Alternate Planning

It is important for my patients to be educated about their disease.  I try to teach by explanation, instruction and answering myriad questions.  The Internet is wonderful; support groups are great and second opinions help fill gaps of knowledge.  I recommend appropriate reading.  However, Salina may have misunderstood my urging or perhaps just taken things a bit too far.  She wondered if I knew a good book or pamphlet, which can help her better plan. Plan better for the afterlife.

Salina has a chronic cancer with a good prognosis. She can expect to live many years and she will feel well most of the time.  However, Salina informed me that the waiting is driving her crazy.  Therefore, instead of reading about exercise, the immune system, better nutrition or treatment choices, she has been collecting and reading tomes on end-of-life, the process of dying and estate planning.  As a “fallen” Catholic, Salina has become frustrated that there are apparently no practical guides for what to expect and how to be organized, after she has died.

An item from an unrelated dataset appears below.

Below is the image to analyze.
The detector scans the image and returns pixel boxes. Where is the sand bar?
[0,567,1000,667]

After a brief moment of shock, it occurred to me that this raises several issues.  The first is that despite successful control of her cancer, Salina has lost hope or at least lost an excitement for living.  I have failed to convince her, to reassure her, that she does not need to be concerned that everyday will be her last.   Cancer patients,  “survivors” or not, often, maybe constantly, feel that dread in the back of the head, that anxiety, that the disease will blossom.  In its extreme form, known as Damocles Syndrome, this fear can dominate every moment, and suck away any chance of joy.

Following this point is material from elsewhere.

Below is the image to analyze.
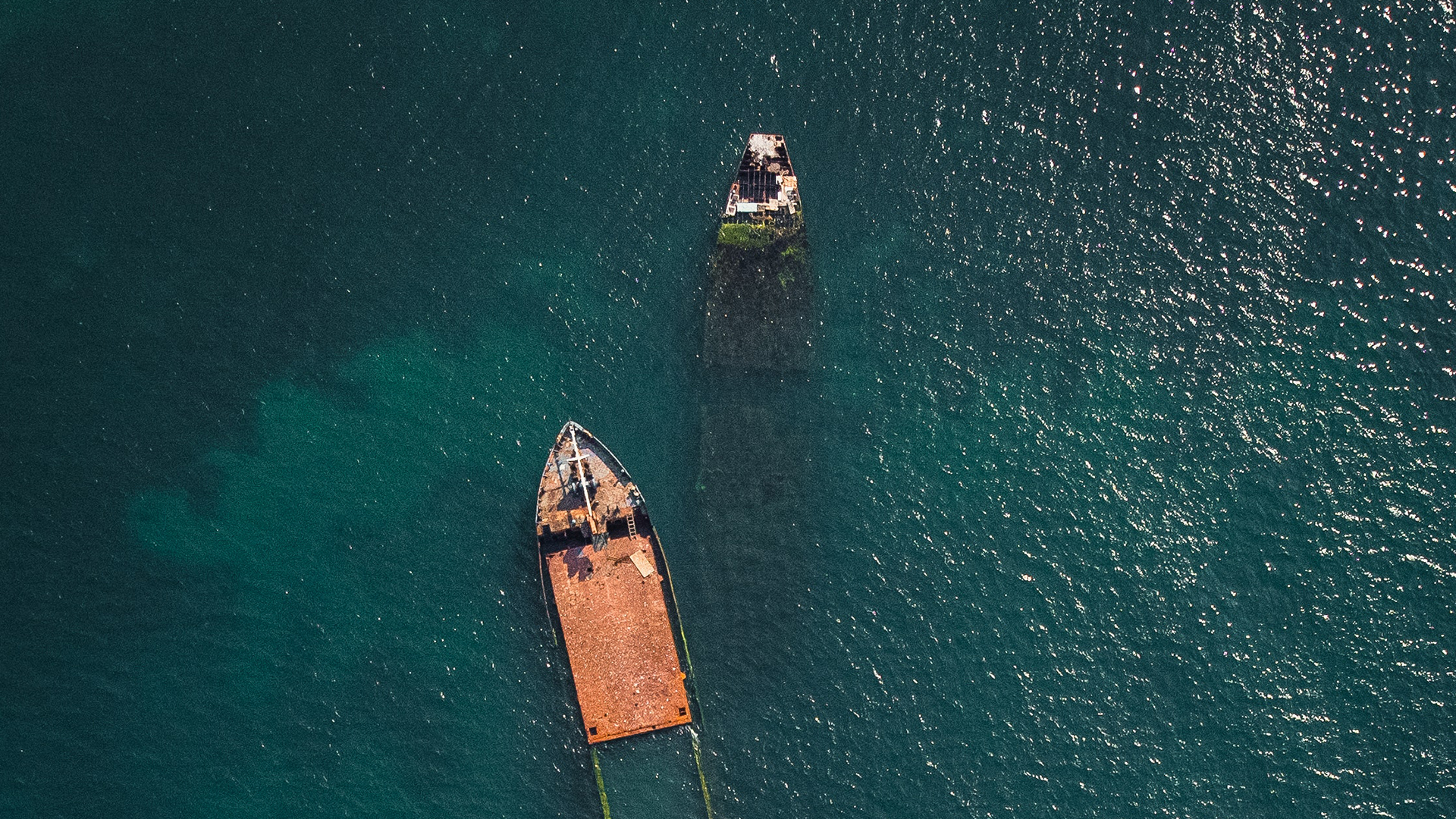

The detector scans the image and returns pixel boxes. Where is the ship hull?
[536,422,693,743]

Salina has gone beyond this feeling.  She does not necessarily dread the return of the disease; rather she expects exploding cancer at any next moment.  She has achieved a calm acceptance, an “understanding,” that death will arrive, and arrive very soon, despite the reality that unless an unexpected calamity occurs, she has years of “healthy” life ahead of her.  She is not truly depressed, but instead has come to closure, even though the door is still open.

This is a view I can probably address.  With careful education, starting from the beginning about her disease, its biology, its process and its prognosis, I believe it will be possible to convince her, at least most of the time, that she will be “alright,” for the foreseeable future.  The trick will be to do this without ordering piles of tests designed to “prove” she is healthy, as that likely will backfire. The trick will be to explain the difference between her illness and that of others who have not done well.  The trick will be patience, education, gentle repetition and listening.  The passage of time itself, will mend.

The other problem is more complex.  Once she has completed the basics, an Advanced Directive, Living Will, Medical Power of Attorney and perhaps a POLST, it should be fairly easy to convince Salina to stop collecting discourses about death.  I would rather she focus on subjects about which she may have more control, such as diet and therapy.

However, a guide to the afterlife may be harder to either find or explain the absence thereof.  One might suggest she read the classic sources in this area, Bible, Torah, Qur’an, or Bhagavata, but it is likely, given her history, she will reject this recommendation.  Perhaps she would be willing to meet with a religious or faith leader, although again Salina may be apposed a “conventional” guide.  There are support groups that include women with her illness, but someone who wishes to focus on issues after the end may put off the average collection of cancer patients.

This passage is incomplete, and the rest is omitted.